La stranezza era quella che quelle multe erano state accertate con riferimento ad un motorino di cui la donna non sapeva nulla. Dopo essersi vista recapitare l’ennesima contravvenzione, la donna, lo scorso dicembre, ha deciso di raccontare tutto ai carabinieri del posto fisso di Porto Ercole, i quali, dopo aver ricevuto la denuncia della donna, hanno immediatamente iniziato a svolgere una attività investigativa volta a chiarire la vicenda. I sospetti dei militari dell’arma si sono subito concentrati sul nipote della donna, un quarantenne già noto alla giustizia per reati contro la persona. Infatti i carabinieri di Porto Ercole hanno ricostruito i fatti partendo dall’ufficio provinciale del P.R.A. di Grosseto dove la pratica di quel motorino era viziata da un atto sospetto, ovvero una falsa delega della donna per l’intestazione di quel motorino presentata dal nipote con allegata copia della carta d’identità della vittima. La donna poi, chiamata dai militari dell’arma, non ha riconosciuto la firma apposta ed ha dichiarato di non aver mai espresso delega per intestare a sé quel ciclomotore.
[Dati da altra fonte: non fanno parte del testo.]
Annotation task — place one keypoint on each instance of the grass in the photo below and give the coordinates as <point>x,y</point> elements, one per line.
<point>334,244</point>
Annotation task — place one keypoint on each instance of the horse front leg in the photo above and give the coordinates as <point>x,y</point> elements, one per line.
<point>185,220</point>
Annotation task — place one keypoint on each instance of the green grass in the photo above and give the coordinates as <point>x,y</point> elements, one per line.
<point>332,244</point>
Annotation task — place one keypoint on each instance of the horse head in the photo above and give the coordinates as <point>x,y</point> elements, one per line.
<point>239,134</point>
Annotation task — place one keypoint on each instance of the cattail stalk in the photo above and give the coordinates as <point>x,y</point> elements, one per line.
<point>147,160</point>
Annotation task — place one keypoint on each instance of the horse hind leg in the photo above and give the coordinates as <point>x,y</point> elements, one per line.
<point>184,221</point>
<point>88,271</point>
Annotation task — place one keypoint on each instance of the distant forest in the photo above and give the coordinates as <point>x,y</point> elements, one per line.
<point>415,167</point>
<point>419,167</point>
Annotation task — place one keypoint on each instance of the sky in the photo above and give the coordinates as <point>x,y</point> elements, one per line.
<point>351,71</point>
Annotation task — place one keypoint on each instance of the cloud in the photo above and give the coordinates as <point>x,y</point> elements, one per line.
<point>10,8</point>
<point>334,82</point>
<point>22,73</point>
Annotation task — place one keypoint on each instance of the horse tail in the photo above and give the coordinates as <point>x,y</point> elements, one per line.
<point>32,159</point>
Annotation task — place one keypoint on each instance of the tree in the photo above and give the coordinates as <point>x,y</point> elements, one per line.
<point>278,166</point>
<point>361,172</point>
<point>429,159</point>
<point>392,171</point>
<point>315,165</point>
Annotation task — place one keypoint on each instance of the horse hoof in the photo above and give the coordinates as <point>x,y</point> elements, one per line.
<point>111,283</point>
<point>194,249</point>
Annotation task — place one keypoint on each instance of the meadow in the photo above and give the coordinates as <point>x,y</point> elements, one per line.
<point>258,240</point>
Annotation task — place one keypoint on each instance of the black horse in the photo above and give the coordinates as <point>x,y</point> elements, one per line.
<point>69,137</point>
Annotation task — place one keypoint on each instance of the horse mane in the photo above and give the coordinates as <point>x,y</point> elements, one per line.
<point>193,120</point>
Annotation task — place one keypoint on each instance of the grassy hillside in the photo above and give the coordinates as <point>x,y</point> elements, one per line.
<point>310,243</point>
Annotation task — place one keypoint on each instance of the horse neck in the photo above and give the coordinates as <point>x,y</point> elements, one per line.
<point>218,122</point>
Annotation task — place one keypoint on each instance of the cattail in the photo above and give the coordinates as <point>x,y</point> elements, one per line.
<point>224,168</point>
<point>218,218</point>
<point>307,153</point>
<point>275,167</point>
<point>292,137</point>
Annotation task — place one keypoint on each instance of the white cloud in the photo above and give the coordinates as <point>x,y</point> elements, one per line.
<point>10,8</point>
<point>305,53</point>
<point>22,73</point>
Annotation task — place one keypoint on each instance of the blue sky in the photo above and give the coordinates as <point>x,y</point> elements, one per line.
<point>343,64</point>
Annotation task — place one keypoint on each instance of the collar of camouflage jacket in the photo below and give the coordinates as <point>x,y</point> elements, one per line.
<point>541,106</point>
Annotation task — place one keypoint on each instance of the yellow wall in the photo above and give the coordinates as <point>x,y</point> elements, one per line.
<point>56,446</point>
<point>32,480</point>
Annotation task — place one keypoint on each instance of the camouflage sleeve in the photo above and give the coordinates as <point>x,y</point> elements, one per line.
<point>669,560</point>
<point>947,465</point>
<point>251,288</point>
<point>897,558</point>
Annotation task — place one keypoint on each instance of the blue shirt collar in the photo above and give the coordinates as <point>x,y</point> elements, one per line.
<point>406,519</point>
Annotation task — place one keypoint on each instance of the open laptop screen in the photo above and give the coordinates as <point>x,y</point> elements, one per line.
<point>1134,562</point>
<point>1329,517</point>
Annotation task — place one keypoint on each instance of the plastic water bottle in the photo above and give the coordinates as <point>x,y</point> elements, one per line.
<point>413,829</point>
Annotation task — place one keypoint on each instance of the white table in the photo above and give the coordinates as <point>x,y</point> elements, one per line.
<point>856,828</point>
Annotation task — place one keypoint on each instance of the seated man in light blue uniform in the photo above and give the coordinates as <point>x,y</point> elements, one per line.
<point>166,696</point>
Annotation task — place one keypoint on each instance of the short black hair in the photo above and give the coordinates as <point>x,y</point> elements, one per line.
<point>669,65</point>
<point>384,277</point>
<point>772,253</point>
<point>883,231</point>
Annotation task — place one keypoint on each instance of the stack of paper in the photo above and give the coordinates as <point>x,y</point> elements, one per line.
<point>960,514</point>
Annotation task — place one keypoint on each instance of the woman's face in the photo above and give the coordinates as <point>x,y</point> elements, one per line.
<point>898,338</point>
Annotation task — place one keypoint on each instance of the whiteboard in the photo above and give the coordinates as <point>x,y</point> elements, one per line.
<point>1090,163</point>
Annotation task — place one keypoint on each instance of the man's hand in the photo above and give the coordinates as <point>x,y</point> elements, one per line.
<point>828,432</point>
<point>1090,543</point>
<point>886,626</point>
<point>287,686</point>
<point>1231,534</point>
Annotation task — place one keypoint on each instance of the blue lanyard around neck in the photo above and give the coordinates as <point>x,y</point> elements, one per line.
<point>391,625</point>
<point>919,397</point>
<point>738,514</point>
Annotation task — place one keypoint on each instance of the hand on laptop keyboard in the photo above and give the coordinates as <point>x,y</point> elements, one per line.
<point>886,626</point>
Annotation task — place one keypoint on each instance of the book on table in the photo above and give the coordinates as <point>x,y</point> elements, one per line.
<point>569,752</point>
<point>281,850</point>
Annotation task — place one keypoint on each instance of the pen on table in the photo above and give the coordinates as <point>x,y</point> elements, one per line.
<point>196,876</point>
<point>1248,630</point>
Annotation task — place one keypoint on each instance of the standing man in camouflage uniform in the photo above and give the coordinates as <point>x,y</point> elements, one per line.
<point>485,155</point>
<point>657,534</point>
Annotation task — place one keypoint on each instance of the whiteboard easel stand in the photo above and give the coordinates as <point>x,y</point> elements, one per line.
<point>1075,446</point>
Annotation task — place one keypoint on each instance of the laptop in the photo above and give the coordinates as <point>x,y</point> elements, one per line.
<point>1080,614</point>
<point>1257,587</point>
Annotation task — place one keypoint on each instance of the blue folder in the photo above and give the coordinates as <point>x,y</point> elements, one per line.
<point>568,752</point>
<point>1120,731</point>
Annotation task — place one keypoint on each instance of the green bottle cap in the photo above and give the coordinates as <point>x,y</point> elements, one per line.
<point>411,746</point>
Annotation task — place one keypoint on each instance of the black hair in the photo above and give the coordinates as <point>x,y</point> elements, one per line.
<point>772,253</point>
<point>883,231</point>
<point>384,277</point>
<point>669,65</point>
A quel punto per i militari dell’arma è stato che l’uomo aveva sottratto fraudolentemente i documenti d’identità contenuti nella borsetta della donna e, dopo averne fatto una copia, si era recato al P.R.A. consegnando a quell’ufficio la falsa delega. Da quel giorno l’uomo non si era creato problemi ad infrangere il codice della strada più volte con divieti di sosta, autovelox e zone a traffico limitato.

Il nipote quarantenne della donna è stato quindi individuato e denunciato dai militari del posto fisso di Porto Ercole, e si troverà costretto a rispondere dei reati di furto aggravato, uso di atto falso e falsità commessa da privato in atto pubblico.